Arthur Schnitzler an Hermann Bahr, 28. 10. 1901

lieber Hermann,

aus deinem lieben Brief entnehme ich u. a. dss Berger hier war. Ist er noch in Wien? (Er schrieb mir eine Karte (aus Hamburg), dss er mich persönlich sprechen wollte, in Angelegenheit der Stücke.) –
Die Dolchdame ist gewiss ein schweres scenisches Ding; aber so weit sind wir heute doch schon in diesen Sachen, dss es unbedingt gehen muss. –
Bukovics hat mich neulich mit der Aussicht entlassen, dss er über die Besetz nachdenken werde. Du hast ja recht; ich muss energischer mit ihm sein, aber mir fehlt die rechte Begeisterung für die voraussichtliche Volkstheateraufführg. Nun es bleibt mir ja nichts andres übrig.
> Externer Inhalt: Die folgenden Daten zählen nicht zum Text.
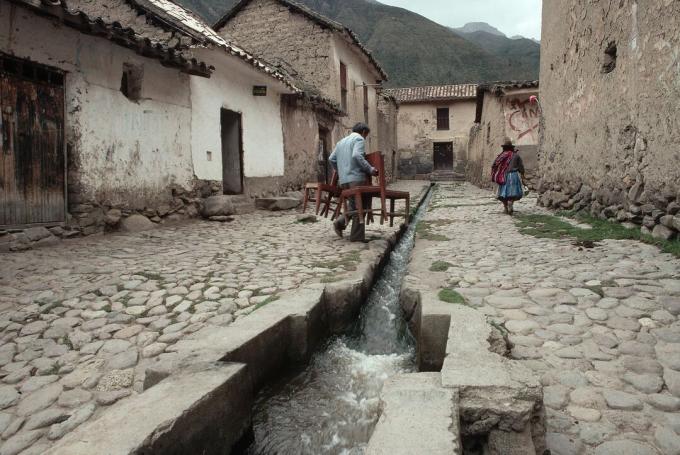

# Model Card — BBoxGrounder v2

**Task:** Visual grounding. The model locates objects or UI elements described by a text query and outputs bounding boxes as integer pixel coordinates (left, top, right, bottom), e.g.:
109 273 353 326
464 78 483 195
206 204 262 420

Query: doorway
317 126 333 183
220 109 243 194
0 54 66 227
433 142 453 171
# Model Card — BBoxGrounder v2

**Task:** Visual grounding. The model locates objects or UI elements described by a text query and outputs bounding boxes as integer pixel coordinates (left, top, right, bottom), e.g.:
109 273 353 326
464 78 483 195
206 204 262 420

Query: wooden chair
302 171 340 217
334 152 411 226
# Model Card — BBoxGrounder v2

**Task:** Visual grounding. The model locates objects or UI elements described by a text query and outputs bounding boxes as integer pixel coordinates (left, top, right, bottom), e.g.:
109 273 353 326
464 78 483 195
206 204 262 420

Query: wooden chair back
330 170 340 187
366 152 387 224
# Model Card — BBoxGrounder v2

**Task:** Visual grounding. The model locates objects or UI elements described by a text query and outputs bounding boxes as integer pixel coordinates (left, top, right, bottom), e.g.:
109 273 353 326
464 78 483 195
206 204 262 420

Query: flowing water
247 191 429 455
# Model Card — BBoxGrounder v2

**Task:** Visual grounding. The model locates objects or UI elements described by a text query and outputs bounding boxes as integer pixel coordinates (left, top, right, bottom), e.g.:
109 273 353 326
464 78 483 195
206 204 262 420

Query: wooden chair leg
316 188 321 216
342 198 349 226
302 188 309 213
321 193 333 218
354 194 364 224
390 199 394 227
331 196 345 221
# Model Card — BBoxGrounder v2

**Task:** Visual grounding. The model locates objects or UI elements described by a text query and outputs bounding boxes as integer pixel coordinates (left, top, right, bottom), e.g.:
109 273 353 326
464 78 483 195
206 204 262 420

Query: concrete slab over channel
38 186 430 455
46 364 253 455
401 284 545 455
366 373 461 455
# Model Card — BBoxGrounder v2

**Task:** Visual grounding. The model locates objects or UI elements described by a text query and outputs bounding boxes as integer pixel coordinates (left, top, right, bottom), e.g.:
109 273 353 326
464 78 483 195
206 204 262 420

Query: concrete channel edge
367 282 546 455
46 188 429 455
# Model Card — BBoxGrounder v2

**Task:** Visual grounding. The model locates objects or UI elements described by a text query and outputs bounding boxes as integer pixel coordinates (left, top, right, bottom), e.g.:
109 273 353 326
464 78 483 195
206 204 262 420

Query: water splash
247 188 430 455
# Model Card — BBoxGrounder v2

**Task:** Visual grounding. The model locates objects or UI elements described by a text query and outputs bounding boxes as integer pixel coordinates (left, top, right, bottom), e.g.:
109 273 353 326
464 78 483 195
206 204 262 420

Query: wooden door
221 109 243 194
434 142 453 171
317 126 333 183
0 55 66 226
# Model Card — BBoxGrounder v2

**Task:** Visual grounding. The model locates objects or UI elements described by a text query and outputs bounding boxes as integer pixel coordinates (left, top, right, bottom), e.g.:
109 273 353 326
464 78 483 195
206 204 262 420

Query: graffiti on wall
503 95 540 145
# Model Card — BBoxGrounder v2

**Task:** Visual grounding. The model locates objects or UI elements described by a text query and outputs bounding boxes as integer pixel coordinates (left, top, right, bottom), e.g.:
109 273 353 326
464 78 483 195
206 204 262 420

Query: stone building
214 0 396 180
539 0 680 238
0 0 299 249
387 84 477 180
466 81 540 187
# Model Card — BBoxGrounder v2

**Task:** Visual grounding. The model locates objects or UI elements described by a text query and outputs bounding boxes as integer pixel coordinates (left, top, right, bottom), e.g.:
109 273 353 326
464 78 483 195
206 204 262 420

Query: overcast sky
378 0 541 40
Ich werde nächstens »stürmisch« einen Contract mit einer Million Poenale verlangen.
– Wie man die »Literatur« so besonders gut finden kann, versteh ich absolut nicht; mein faible sind die »lebendigen Stunden
Kainz wollte am 5. den Gustl lesen; aber Herr Gutmann hat Angst gehabt. Ich werde anfangen, die militärische Verachtg gegen das Civil zu theilen.
Herzlichst dein
Arthur
28. X. 901.
    Erwähnte Personen: Arthur SchnitzlerHermann BahrAlfred von BergerEmerich von BukovicsJosef KainzAlbert GutmannErwähnte Werke: Arthur Schnitzler: Lebendige Stunden. Vier Einakter (23. 12. 1901) – Arthur Schnitzler: Die letzten Masken (1901) – Arthur Schnitzler: Literatur (1901) – Arthur Schnitzler: Die Frau mit dem Dolche (1901) – Arthur Schnitzler: Lebendige Stunden (1. 12. 1901) – Arthur Schnitzler: Lieutenant Gustl. Novelle (25. 12. 1900) — Erwähnte Orte: WienHamburgDeutsches SchauspielhausBösendorfer-Saal

    Karte] »Hochgeehrter Herr Doctor! / Nächste Woche spreche ich Sie in Wien. Ich bin von den ›letzten Stunden‹ entzückt, so entzückt, als die Hamburger darüber empört sein werden. Alles Nähere mündlich. Herzlich grüßt / Alfred v. Berger / 18/10 1901« (gedruckter Kopf: »Deutsches Schauspielhaus in Hamburg«, Cambridge University Library, Schnitzler, B 10).

    Contract mit einer Million Poenale verlangen] Vgl. den Brief Schnitzlers an Emerich von Bukovics, 11. 12. 1901, in Briefwechsel Bahr/Schnitzler 219–220.

    Gutmann] Betreiber einer Konzertagentur, die im Bösendorfer-Saal Veranstaltungen organisierte.